Theo membuat debutnya untuk Rossoneri sebagai pemain pengganti pada pekan keempat musim Serie A 2019/20. Meski awalnya tidak menjadi starter tetap, dia akhirnya menjadi pilihan utama pelatih Marco Giampaolo, dan hal itu tidak berubah ketika Stefano Pioli menggantikannya. Musim pertamanya bersama Milan melibatkan beberapa gol, dan dia terus meningkat statistiknya di musim berikutnya.
Pada musim 2020/21, Theo mencetak tujuh gol dan memberikan enam assist dalam 33 penampilan Serie A. Penampilan impresifnya membantu AC Milan merebut gelar juara paruh musim Serie A 2020/21. Keberhasilannya mendapatkan penalti dalam pertandingan terakhir musim tersebut juga memastikan kualifikasi Rossoneri untuk Liga Champions, yang menjadi penampilan pertama mereka sejak musim 2013/14.
1.Alphonso Davies
Pada tahun 1999, bulan April, lagu Yang berjudul "No Scrubs" dari TLC menggema melalui radio, Manchester United yang saat itu maskih di bawah asuhan Sir Alex Ferguson bergerak menuju treble Eropa bersejarah, dan dunia bersiap menyambut abad baru.
Pada tanggal 21 April, kelompok pemberontak Liberians United for Reconciliation and Democracy (LURD) memulai kampanye militer untuk menggulingkan pemerintahan Presiden Charles Taylor, dengan cepat menguasai sebagian besar bagian Utara Liberia.
Taylor telah berkuasa dua tahun sebelumnya setelah berakhirnya Perang Saudara Liberia Pertama, yang berlangsung hampir delapan tahun dan menyebabkan kekerasan tak berarti yang menewaskan antara 400.000 hingga 620.000 warga Liberia. Dalam empat tahun perang berdarah itu, 38.000 anak prajurit terpaksa hidup dalam ketergantungan obat-obatan yang diatur pemerintah, prostitusi, dan pembunuhan yang tak bermakna.
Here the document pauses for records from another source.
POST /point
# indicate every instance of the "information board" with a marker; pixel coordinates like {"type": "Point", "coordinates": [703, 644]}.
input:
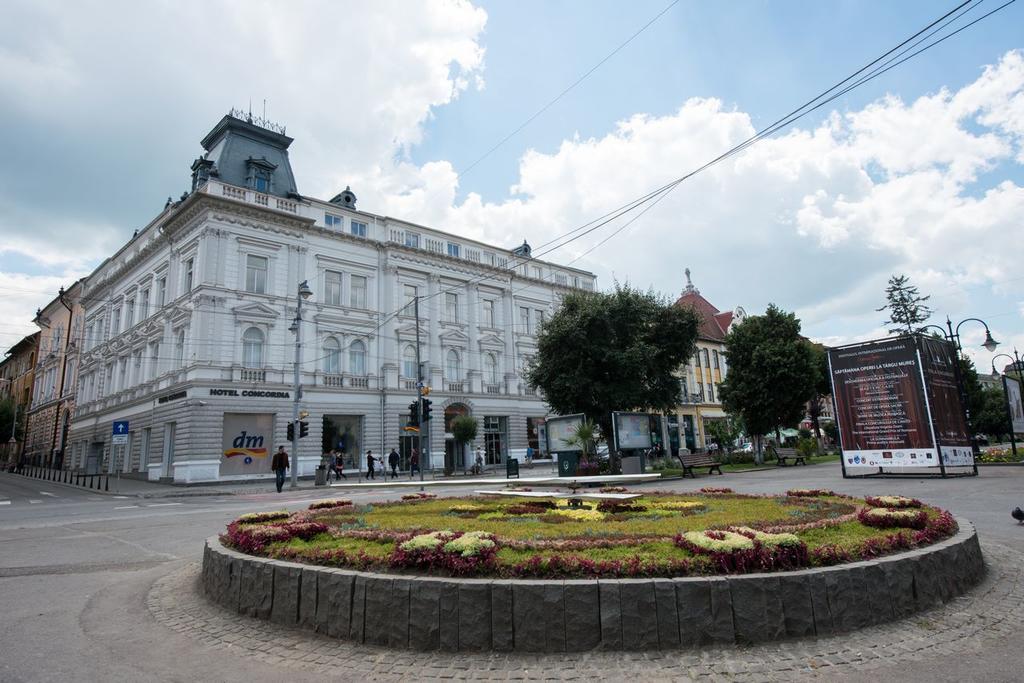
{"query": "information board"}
{"type": "Point", "coordinates": [881, 409]}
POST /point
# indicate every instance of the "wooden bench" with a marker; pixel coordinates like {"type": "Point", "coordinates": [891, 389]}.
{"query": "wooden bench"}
{"type": "Point", "coordinates": [785, 454]}
{"type": "Point", "coordinates": [698, 460]}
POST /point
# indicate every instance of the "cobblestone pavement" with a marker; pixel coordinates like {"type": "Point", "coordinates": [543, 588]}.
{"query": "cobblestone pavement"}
{"type": "Point", "coordinates": [988, 617]}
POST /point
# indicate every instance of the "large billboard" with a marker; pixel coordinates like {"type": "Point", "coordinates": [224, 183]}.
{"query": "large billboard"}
{"type": "Point", "coordinates": [632, 430]}
{"type": "Point", "coordinates": [247, 441]}
{"type": "Point", "coordinates": [938, 358]}
{"type": "Point", "coordinates": [1013, 389]}
{"type": "Point", "coordinates": [881, 409]}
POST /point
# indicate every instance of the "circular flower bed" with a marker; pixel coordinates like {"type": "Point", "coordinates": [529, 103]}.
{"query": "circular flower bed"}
{"type": "Point", "coordinates": [656, 535]}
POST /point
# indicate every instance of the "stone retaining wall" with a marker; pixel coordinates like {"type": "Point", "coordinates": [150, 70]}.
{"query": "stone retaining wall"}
{"type": "Point", "coordinates": [428, 613]}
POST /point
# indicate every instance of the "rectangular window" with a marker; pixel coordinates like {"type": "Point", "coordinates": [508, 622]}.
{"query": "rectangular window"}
{"type": "Point", "coordinates": [332, 288]}
{"type": "Point", "coordinates": [256, 267]}
{"type": "Point", "coordinates": [409, 297]}
{"type": "Point", "coordinates": [451, 307]}
{"type": "Point", "coordinates": [358, 294]}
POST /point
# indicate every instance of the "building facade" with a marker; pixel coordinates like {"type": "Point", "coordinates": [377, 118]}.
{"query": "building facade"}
{"type": "Point", "coordinates": [704, 374]}
{"type": "Point", "coordinates": [18, 369]}
{"type": "Point", "coordinates": [54, 383]}
{"type": "Point", "coordinates": [187, 328]}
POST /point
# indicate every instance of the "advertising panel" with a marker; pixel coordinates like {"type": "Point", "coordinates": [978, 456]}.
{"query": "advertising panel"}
{"type": "Point", "coordinates": [632, 430]}
{"type": "Point", "coordinates": [559, 429]}
{"type": "Point", "coordinates": [880, 400]}
{"type": "Point", "coordinates": [938, 359]}
{"type": "Point", "coordinates": [247, 440]}
{"type": "Point", "coordinates": [1013, 389]}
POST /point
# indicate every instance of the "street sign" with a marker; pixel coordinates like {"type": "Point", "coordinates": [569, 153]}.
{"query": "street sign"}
{"type": "Point", "coordinates": [119, 435]}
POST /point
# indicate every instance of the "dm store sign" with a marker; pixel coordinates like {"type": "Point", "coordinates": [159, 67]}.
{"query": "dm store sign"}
{"type": "Point", "coordinates": [247, 443]}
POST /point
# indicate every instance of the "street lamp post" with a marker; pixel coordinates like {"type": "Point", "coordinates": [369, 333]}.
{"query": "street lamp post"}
{"type": "Point", "coordinates": [1006, 390]}
{"type": "Point", "coordinates": [303, 293]}
{"type": "Point", "coordinates": [951, 335]}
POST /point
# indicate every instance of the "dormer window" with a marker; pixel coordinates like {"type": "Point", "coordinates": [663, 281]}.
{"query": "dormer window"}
{"type": "Point", "coordinates": [259, 174]}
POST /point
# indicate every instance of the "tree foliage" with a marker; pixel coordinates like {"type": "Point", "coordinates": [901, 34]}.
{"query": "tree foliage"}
{"type": "Point", "coordinates": [907, 310]}
{"type": "Point", "coordinates": [771, 372]}
{"type": "Point", "coordinates": [612, 351]}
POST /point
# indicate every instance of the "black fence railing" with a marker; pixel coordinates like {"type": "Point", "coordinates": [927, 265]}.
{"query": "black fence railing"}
{"type": "Point", "coordinates": [95, 481]}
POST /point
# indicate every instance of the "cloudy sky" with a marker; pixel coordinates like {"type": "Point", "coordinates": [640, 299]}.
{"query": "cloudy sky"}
{"type": "Point", "coordinates": [921, 171]}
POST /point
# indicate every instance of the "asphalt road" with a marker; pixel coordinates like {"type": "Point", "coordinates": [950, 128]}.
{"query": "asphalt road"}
{"type": "Point", "coordinates": [76, 567]}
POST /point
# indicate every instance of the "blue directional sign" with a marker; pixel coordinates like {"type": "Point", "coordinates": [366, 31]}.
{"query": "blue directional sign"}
{"type": "Point", "coordinates": [120, 432]}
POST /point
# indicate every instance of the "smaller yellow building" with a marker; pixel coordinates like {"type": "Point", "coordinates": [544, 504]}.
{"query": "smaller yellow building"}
{"type": "Point", "coordinates": [702, 376]}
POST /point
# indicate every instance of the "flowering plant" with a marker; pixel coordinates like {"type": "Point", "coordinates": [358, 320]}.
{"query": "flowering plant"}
{"type": "Point", "coordinates": [325, 505]}
{"type": "Point", "coordinates": [422, 496]}
{"type": "Point", "coordinates": [884, 517]}
{"type": "Point", "coordinates": [259, 517]}
{"type": "Point", "coordinates": [892, 502]}
{"type": "Point", "coordinates": [809, 493]}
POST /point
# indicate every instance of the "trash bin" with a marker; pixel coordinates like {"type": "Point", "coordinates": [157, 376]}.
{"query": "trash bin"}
{"type": "Point", "coordinates": [567, 464]}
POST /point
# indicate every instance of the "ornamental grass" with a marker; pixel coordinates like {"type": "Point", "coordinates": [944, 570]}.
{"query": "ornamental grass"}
{"type": "Point", "coordinates": [659, 534]}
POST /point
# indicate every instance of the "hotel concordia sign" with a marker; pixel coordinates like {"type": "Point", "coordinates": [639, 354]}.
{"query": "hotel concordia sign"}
{"type": "Point", "coordinates": [251, 393]}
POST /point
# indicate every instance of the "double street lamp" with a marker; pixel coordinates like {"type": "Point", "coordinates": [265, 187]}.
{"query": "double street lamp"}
{"type": "Point", "coordinates": [951, 335]}
{"type": "Point", "coordinates": [1019, 367]}
{"type": "Point", "coordinates": [303, 293]}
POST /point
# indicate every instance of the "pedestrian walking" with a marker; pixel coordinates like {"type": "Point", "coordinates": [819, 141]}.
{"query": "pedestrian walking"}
{"type": "Point", "coordinates": [371, 473]}
{"type": "Point", "coordinates": [279, 464]}
{"type": "Point", "coordinates": [392, 461]}
{"type": "Point", "coordinates": [339, 472]}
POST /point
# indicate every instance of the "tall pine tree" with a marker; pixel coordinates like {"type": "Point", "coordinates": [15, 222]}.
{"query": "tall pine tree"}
{"type": "Point", "coordinates": [907, 310]}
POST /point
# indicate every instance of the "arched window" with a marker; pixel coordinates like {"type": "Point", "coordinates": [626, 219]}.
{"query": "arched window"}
{"type": "Point", "coordinates": [252, 348]}
{"type": "Point", "coordinates": [332, 356]}
{"type": "Point", "coordinates": [357, 358]}
{"type": "Point", "coordinates": [409, 363]}
{"type": "Point", "coordinates": [453, 368]}
{"type": "Point", "coordinates": [179, 348]}
{"type": "Point", "coordinates": [489, 369]}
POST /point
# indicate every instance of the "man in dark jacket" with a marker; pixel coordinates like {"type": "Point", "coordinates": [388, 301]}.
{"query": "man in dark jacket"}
{"type": "Point", "coordinates": [280, 464]}
{"type": "Point", "coordinates": [392, 461]}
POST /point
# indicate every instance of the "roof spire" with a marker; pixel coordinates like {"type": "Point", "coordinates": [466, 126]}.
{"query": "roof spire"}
{"type": "Point", "coordinates": [689, 285]}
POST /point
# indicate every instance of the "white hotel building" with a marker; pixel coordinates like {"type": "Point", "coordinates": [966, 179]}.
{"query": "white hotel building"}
{"type": "Point", "coordinates": [186, 328]}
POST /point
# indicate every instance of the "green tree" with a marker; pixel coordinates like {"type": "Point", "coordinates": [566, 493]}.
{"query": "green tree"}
{"type": "Point", "coordinates": [612, 351]}
{"type": "Point", "coordinates": [464, 428]}
{"type": "Point", "coordinates": [991, 418]}
{"type": "Point", "coordinates": [771, 373]}
{"type": "Point", "coordinates": [907, 310]}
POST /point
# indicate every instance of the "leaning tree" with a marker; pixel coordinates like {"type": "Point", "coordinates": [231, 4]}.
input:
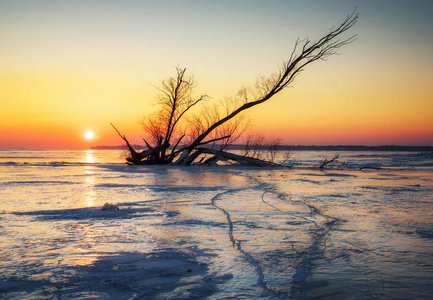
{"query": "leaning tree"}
{"type": "Point", "coordinates": [179, 136]}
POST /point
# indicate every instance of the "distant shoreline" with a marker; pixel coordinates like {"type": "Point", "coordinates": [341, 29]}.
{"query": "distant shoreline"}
{"type": "Point", "coordinates": [309, 148]}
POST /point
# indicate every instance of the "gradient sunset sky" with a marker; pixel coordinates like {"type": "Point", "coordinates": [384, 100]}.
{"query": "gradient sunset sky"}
{"type": "Point", "coordinates": [71, 66]}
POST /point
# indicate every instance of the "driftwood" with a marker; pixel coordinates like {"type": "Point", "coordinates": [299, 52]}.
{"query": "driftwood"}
{"type": "Point", "coordinates": [169, 125]}
{"type": "Point", "coordinates": [219, 155]}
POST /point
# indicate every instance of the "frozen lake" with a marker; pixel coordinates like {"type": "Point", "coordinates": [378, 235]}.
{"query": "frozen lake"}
{"type": "Point", "coordinates": [216, 232]}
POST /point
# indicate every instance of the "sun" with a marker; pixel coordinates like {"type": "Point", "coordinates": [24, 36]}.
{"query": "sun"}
{"type": "Point", "coordinates": [89, 135]}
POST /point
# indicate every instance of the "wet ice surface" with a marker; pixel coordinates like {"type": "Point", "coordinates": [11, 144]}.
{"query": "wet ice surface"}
{"type": "Point", "coordinates": [215, 233]}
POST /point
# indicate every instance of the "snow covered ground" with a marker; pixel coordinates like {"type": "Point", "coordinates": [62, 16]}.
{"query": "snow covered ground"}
{"type": "Point", "coordinates": [215, 232]}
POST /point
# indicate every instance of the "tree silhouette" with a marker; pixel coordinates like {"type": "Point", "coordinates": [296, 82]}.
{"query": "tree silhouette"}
{"type": "Point", "coordinates": [221, 122]}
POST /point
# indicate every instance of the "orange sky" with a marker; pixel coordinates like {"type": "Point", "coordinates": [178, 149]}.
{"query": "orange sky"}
{"type": "Point", "coordinates": [69, 67]}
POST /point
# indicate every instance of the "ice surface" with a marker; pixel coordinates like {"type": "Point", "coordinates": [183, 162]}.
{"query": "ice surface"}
{"type": "Point", "coordinates": [216, 233]}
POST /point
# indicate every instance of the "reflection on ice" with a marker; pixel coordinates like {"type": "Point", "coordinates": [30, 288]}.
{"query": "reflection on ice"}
{"type": "Point", "coordinates": [215, 233]}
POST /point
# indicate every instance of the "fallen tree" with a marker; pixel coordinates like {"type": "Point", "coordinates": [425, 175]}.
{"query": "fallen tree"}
{"type": "Point", "coordinates": [177, 137]}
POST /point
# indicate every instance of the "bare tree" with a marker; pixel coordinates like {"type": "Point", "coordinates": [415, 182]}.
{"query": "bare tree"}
{"type": "Point", "coordinates": [213, 124]}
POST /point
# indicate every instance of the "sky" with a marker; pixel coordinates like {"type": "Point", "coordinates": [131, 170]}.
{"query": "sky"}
{"type": "Point", "coordinates": [67, 67]}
Untuk melarikan diri dari kengerian perang, hampir satu juta warga Liberia mencari perlindungan sebagai pencari suaka. Dua di antara mereka adalah Debeah dan Victoria Davies yang merupakan orang tua Alphonso davies, yang melakukan perjalanan ratusan mil melintasi Afrika Barat, terkadang mereka harus melintasi mayat untuk mencari makanan, hingga mereka tiba di Buduburam, sebuah kamp pengungsi di selatan Ghana. Di sinilah putra mereka, Alphonso, lahir, dan ia akan menghabiskan lima tahun pertamanya di kamp tersebut.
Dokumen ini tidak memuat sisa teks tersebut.